By this time, I had enlisted the help of Fred and Paul in my search for Beats 1. They couldn't figure it out either. At least I knew I wasn't the only one.
Well, maybe I could find people talking about it on Twitter. Sure enough, a Twitter search revealed a ton of activity around Beats 1, including a dedicated Twitter account for it. Surely they must be explaining how to listen to Beats 1 radio.
I clicked on a tweeted link to an article on the website The Verge. At last, I found some details that would be useful: A new iOS update would become available at 11:00am EST. Beats 1 would launch at noon. My problem was that I was trying to access it too early!
Once I understood the process, it was actually quite simple. I was able to get Apple Music on my iPad and listen to the launch, but I still didn't know how to get it on my Mac Mini (this would require a separate operating system upgrade). And I had no idea if Beats 1 would be accessible on my Android phone (supposedly it will later this year).
The entire experience, which took several hours, left me frustrated, and no doubt affected my ability to enjoy Zane Lowe's inaugural show.
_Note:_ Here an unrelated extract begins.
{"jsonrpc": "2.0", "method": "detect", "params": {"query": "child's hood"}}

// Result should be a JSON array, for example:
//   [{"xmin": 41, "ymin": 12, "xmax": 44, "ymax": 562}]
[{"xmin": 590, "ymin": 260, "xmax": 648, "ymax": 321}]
Moreover, it left me asking a lot of questions:
- Why didn't Apple put instructions on its website?
- Why didn't it communicate with its customers by email or push notifications?
- Why wasn't there a way to access an explanation through Apple customary music platform, iTunes?
- Why didn't it release the iOS and OS 12.2 updates much farther ahead than the Beats 1 launch?
It was obvious that the setup of my new Macbook Air had benefitted from years of usability testing, while the launch of the new Apple Music had not. This experience demonstrates that it's not just the content that determines the satisfaction level of customers, but also how people experience that content. By running some usability tests, Apple could have anticipated and addressed the problems I encountered before the launch.
Your radio station should also conduct periodic usability tests on its website to see how people interact with it. If you don't, you may be frustrating your listeners without realizing it.
NEXT STEP: Conduct a website usability test.